04.20.2022 0

West Virginia is ground zero for the battle for broad Educational Savings Accounts in America

By David Potter

One of the broadest Educational Savings Accounts (ESA) in the nation is set to go into effect on Aug. 15 in West Virginia. The program stipulates roughly $4,300 to West Virginia students that leave the public school system for either private schools or to implement an Individual Instructional Program (IIP). Though similar in many ways, IIPs possess a distinct set of legal requirements from homeschooling in West Virginia. Any unused funds in the account can be rolled over to the next school year. After graduation, any remaining funds in the student’s account are reverted back to the state.

But to qualify for the scholarship, a student must first have been enrolled in a West Virginia public school. Regarding a student currently in a private school and being homeschooled the “student could become eligible by enrolling full time and attending a public elementary or secondary school program in this state for at least 45 calendar days at the time of application.”

Meaning, unless they immediately enroll in public school, the roughly 14,000 West Virginia students who are enrolled in private school or the more than 30,000 who are homeschooling will be ineligible for the scholarships. The exact number is not quite clear as the reporting requirements for homeschooling in West Virginia has recently changed.

That said, all students would become eligible for the Hope Scholarship in 2026 if less than 5 percent of students statewide are enrolled in the program in 2024.

While the West Virginia Hope Scholarship is a major step in the right direction, and an excellent initiative for parents skeptical of their current student’s public school, excluding the families who have already chosen alternative education is not an ideal launch for a program.
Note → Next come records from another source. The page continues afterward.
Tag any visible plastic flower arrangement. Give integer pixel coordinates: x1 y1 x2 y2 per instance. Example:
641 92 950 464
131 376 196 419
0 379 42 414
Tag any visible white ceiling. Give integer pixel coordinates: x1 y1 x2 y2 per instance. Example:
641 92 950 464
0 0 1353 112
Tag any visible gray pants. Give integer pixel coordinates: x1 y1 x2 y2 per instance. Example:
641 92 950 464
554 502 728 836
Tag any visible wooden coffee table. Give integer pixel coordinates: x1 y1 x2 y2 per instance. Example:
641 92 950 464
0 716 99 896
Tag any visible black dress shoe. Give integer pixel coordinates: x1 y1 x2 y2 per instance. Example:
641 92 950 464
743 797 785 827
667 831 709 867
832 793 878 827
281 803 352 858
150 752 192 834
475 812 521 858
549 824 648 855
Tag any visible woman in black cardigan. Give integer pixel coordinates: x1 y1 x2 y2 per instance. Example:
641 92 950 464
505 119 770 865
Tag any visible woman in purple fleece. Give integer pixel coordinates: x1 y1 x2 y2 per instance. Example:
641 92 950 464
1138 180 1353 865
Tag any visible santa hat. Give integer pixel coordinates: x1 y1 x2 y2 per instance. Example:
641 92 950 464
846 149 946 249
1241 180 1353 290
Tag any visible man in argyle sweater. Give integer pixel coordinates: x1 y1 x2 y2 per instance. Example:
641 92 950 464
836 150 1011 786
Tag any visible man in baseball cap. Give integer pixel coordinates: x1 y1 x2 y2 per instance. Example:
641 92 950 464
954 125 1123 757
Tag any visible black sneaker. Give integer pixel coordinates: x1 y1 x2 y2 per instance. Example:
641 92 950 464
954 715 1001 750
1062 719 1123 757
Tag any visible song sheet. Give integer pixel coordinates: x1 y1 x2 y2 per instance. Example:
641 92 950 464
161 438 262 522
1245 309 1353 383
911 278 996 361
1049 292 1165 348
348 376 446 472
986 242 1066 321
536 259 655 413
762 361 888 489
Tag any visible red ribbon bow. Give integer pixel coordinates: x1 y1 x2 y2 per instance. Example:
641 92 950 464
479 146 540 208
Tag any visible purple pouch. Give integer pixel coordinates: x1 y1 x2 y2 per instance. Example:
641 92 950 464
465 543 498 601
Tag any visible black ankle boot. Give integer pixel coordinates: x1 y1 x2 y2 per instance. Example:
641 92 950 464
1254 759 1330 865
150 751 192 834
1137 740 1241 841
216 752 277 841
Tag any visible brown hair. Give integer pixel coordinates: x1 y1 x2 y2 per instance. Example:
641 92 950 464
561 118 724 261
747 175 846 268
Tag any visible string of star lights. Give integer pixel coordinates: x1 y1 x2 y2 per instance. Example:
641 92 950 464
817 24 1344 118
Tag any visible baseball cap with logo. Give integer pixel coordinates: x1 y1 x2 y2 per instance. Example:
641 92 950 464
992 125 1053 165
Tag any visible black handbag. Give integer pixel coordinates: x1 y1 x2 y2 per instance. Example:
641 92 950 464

It also is unfortunate for parents of older children who will have little time ahead to use the money as opposed to a new kindergartner. The state should open the program to all students immediately, but with its expected cost, there may be a lack of funding and an unwillingness to reallocate other funding. This is unfortunate.

Out of the roughly 266,000 K-12 students in West Virginia, 90 percent will be eligible to receive funding to help pay for tuition, curriculum, tutoring, therapy, and other educational expenses in lieu of public school.

West Virginia’s Hope Scholarship Program, established by House Bill 2013, became law on June 15, 2021. Students started enrolling earlier this year on March 1 for an initial fund distribution on Aug. 15, 2022. “The Hope Scholarship Program is an education savings account (ESA) program that will allow parents and families to utilize the state portion of their education funding to tailor an individualized learning experience that works best for them” according to the Hope Scholarship website.

The program has its own fund created and managed by the State Treasury. A parental agreement must be signed prior to a student receiving assistance. Additionally, the funds will only made available through a dashboard in which educational expenses can be paid. No direct checks shall be issued.

The Hope Scholarship is an unexpected legislative victory in a state with a very powerful teacher’s union. West Virginia Education Association President Dale Lee opposed the measure and gave the state legislature an F in public schools. This is at odds with the 64 percent of adults and 73 percent of school parents in West Virginia who support Educations Savings Accounts.

The Hope Scholarships are just one of the multi-year, bitter battles that have been fought between West Virginia State legislators and the union. On Feb. 22, 2018, around 20,000 West Virginia teachers went on strike for 9 consecutive days. Public schools in all 55 West Virginia Counties were closed. The legislature then conceded gave teachers a 5 percent pay raise.

Many on the left considered this a major victory for organized labor and the birth of the Red for Ed movement where teachers went on strike in Republican held states across the country.

Less than one year later, West Virginia teacher went on strike again, citing being left out of discussions of a complicated piece of education legislation in the Virginia Senate. The bill would have allowed for the creation of 7 charter schools throughout the state and 1,000 educational savings accounts for parents to pay for private school. The House killed the Senate’s version of the bill and educators returned to work on Thursday. This was after the teachers demanded a second 5 percent pay raise in two years.

Fast forward back to 2021 and the West Virginia Senate passed a bill that illegalized work stoppages by public employees and called for withheld pay for any days missed. The House also passed its version of the bill, and it was signed into law.

Now, three West Virginia parents are suing state officials and seeking a judgement and injunction against the Hope Scholarship program. The plaintiffs argue that the program creation was the result of the Legislature exceeding or frustrating the West Virginia Constitutional obligation to public education being upheld as public right. This argument may not hold up in court as the West Virginia Constitution grants the legislature the power to determine what is thorough and efficient for public schools, not the courts.

While it’s unknown how this will end in West Virginia, the fight over education between red legislatures and blue teacher unions is only intensifying. West Virginia’s Hope Scholarship school choice move may encourage other states to take notice and let parents decide what education is best for their children.

David Potter is a contributing editor at Americans for Limited Government.